Irgendwie muss das Betriebssystem auf gewünschte Daten einer Festplatte zugreifen können. Wie wir bereits beschrieben haben, wird eine Festplatte mit Hilfe von Zylindern, Köpfen und Sektoren "kartografiert". Bei IDE-Festplatten werden diese Werte im BIOS fest eingetragen oder das BIOS ermittelt diese Daten bei jedem Start (HDD Auto Detect) aufs neue. Letzteres kann sinnvoll sein, wenn Sie die zweite Festplatte ständig austauschen müssen (beispielsweise wenn große Datenmengen mobil bleiben sollen oder für schnelle Datensicherungen). Meistens realisiert man das mit Hilfe eines Wechselrahmens. Wenn die verwendeten Platten nicht identisch sind, müsste man die Parameter bei jedem Start eigentlich neu eingeben. Dies kann man jedoch umgehen, indem man die Auto Detect Option aktiviert.
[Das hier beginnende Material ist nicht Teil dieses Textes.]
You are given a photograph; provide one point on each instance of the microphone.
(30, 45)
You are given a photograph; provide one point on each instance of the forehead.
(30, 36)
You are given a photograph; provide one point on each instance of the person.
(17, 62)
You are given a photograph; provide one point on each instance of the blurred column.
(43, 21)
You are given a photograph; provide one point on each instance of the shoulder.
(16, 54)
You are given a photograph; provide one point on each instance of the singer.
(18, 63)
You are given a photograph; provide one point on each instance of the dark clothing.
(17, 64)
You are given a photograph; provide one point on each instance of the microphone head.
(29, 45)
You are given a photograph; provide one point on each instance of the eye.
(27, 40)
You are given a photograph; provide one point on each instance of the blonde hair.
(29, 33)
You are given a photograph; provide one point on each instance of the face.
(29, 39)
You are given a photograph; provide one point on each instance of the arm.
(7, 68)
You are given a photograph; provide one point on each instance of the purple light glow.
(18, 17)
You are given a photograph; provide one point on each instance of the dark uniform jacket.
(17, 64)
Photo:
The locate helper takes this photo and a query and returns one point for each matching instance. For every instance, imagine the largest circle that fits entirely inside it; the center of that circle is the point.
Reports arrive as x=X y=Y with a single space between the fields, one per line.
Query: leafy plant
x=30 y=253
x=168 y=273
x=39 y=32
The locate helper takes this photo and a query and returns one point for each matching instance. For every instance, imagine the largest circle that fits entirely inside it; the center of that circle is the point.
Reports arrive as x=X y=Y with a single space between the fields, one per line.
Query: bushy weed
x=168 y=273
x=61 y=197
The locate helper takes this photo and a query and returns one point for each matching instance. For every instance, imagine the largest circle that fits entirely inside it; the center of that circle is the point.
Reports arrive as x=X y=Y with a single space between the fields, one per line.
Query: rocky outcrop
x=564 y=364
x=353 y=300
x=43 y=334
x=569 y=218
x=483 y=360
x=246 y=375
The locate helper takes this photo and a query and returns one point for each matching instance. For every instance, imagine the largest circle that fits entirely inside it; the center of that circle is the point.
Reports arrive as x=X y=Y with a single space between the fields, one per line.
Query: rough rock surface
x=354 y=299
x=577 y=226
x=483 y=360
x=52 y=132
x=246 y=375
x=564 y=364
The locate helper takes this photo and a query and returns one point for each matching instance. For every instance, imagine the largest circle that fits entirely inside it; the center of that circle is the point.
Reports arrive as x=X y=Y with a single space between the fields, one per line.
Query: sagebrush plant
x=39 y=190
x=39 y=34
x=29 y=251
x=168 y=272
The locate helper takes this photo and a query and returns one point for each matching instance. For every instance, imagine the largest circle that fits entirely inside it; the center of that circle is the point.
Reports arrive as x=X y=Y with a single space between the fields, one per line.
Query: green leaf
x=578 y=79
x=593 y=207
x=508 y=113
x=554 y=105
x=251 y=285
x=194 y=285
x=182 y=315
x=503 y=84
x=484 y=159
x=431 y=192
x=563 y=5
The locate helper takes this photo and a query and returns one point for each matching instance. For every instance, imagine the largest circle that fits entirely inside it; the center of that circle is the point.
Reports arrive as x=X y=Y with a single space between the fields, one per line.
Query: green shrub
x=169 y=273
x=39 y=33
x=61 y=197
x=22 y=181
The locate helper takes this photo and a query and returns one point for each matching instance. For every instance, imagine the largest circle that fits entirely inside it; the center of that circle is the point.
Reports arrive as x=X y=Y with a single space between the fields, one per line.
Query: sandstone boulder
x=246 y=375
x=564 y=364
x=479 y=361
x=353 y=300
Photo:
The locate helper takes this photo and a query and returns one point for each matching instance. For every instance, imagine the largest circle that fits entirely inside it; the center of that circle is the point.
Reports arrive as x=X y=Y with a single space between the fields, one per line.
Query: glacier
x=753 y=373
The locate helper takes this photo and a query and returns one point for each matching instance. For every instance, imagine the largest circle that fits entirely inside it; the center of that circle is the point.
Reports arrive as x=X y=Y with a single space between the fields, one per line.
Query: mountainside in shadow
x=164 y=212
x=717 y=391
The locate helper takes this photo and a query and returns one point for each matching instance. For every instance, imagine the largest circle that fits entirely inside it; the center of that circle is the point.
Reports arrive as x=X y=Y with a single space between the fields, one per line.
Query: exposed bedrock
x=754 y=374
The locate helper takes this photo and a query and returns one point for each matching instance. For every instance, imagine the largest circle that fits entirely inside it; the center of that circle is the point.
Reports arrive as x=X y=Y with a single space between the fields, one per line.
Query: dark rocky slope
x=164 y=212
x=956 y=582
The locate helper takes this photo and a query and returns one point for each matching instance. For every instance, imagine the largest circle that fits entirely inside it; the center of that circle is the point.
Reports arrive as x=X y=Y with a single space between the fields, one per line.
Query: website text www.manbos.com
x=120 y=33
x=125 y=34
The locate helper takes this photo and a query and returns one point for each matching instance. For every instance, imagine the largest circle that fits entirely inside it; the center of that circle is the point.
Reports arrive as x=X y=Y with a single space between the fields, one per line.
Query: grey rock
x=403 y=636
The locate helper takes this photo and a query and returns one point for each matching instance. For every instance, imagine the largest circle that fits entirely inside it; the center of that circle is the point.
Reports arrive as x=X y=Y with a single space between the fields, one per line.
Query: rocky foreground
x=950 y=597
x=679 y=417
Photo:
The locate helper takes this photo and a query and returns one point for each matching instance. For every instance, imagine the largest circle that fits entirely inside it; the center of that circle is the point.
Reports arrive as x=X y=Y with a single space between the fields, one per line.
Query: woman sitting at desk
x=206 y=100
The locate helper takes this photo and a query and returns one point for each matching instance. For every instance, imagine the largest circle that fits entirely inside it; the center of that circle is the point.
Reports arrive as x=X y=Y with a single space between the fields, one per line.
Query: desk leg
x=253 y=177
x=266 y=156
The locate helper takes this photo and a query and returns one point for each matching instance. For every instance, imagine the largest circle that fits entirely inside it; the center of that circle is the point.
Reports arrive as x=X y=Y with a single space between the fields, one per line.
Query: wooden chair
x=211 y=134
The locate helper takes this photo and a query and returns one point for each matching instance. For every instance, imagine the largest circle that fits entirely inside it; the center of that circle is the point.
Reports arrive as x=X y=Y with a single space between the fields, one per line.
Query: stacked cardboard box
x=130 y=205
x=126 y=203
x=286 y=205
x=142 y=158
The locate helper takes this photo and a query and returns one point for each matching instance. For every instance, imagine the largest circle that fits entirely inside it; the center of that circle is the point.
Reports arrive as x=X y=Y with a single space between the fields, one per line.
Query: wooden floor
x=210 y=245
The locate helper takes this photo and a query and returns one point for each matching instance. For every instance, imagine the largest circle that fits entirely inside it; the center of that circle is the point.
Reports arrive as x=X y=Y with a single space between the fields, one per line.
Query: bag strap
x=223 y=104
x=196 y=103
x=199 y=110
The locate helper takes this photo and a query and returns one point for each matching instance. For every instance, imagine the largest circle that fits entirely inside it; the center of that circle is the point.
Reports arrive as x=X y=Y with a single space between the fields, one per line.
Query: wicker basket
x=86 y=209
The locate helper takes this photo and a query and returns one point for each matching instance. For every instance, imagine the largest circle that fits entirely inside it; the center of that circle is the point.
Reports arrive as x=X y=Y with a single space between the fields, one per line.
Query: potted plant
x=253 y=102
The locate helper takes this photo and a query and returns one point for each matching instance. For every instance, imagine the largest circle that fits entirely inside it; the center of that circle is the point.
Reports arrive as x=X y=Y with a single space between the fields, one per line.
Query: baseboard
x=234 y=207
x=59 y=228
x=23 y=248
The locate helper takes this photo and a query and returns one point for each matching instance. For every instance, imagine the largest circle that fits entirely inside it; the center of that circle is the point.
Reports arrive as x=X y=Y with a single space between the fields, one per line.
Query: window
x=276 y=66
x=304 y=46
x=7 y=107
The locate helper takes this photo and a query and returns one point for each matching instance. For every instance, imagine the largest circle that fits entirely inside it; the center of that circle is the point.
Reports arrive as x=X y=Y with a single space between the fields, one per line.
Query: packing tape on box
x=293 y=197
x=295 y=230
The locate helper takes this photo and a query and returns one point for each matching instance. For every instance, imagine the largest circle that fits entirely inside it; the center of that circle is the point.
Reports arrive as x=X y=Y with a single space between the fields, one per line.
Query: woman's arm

Heutzutage werden diese Parameter aber nur noch aus Kompatibilitätsgründen zu MS-DOS verwendet, da sie von der eigentlichen Geometrie (so der Fachbegriff) einer Festplatte von Grund auf abweichen können. Moderne Festplatten werden heutzutage über den sogenannten LBA-Modus angesprochen (Logical Block Addressing). Dahinter verbirgt sich, dass die Festplatte ihre vorhandenen Blöcke bzw. Sektoren schlicht durchnumeriert. Anhand dieser Nummerierung hat das Betriebssystem die Möglichkeit, einfach und schnell auf gespeicherte Daten zuzugreifen, da (wenn überhaupt) das Laufwerk selbst die Übersetzung in Zylinder, Köpfe und Sektoren übernimmt.
Bei SCSI Laufwerken ist LBA schon seit sehr langer Zeit gang und gebe und man muss sich daher um Laufwerksparameter in der Regel überhaupt nicht kümmern.